We should all retain a hefty dose of skepticism whenever someone uses the words “Syria” and “peace” in a sentence. Having becoming the world’s geopolitically favored proxy battleground, Syria’s civil war may not stop upon the say-so of Washington and Moscow.

There is, of course, the intractable and resolutely murderous Islamic State, whose entire recruitment strategy hinges upon more extreme human outrages. Yet they are much more easily contained than the ranks of jihadists now clustered amongst the husk that is the Free Syrian Army. At least IS has bothered with trying to set up borders; formerly Al Qaeda branch al-Nusra is mingled among American, Gulf Arab and Turkish proxies. Will they play nice just because the Americans and Russians say so?

But really, it’s the wider scene that warrants attention. We’ve learned a lot about American and Russian priorities through this deal. Let’s take a closer look.

First, the breakdown: the short term, the medium term and the long term

It took a great deal of effort, energy and risk for both powers to work this thing out. Both had reasons for doing so, branching out across time like ripples across a pond.

The short-term stuff is aimed at the 24-hour news cycle that most politicians live in. For the Obama Administration, that’s January 19, 2017: the last day of his presidency. For Vladimir Putin, it’s March 11, 2018, the first round of Russia’s presidential elections.

The medium-term stuff differs for each side. For the Obama Administration, it’s the first term of the next president, which they doubtless presume will be Hillary Clinton (the polls tend to agree). For Putin, it’s the presidential term following the 2018 election, which he doubtless presumes will be him.

The long term is where the two sides really stray apart. The timeline isn’t what’s so different: for both its the dimly-lit 2020s and 2030s. According to the Hofstede center (and borne out by my own personal experience), Americans are superbly bad at long-term planning. As a nation state, they zigzag and meander strategically, like an unconcerned colossus trampling through the woods at night.

The Russians, however, are much better long-term planners, both as a culture and a state. This is partially the result of the fragility of the Russian political and economic system: You tend to plan more when the things you need the most are also the least reliable. While Americans have often just fallen into wealth and power, Russians have historically had to fight, scheme and manipulate to scrape their great-power status out of a tough geographical spot.

So let’s see what each side wants.

The short term: Obama wants to avoid being George W. Bush and Putin wants to look like he kept Russia in Syria

Barack Obama’s second term is rapidly coming to a close and legacy is obviously on his mind. He desperately does not want to go down in history as a George W. Bush redux, spurring chaos and leaving behind wars, graves and a legacy so toxic that, even in the age of Trump, Republicans are wary of bringing the former president up.

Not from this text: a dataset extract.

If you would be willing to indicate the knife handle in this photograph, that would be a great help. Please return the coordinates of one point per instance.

He has a fair few foreign policy success stories: Cuba’s opening, the Iran nuclear deal, the killing of Osama bin Laden. But there are skeletons as well: Libya’s civil war, the failure to crush the Taliban in Afghanistan and, of course, the Syrian Civil War and the rise of the Islamic State.

This festering sore upon Obama’s legacy demands action, as much as the president can muster. That isn’t much these days: few presidents dare to take on a war at the end of their final term. Bill Clinton did in Kosovo in 1999, but that was a relatively low-risk affair with a relatively clean outcome. To start a war is to risk their historical legacy. Either a new president wins it and gets all the credit or a new president loses it and blames the prior administration.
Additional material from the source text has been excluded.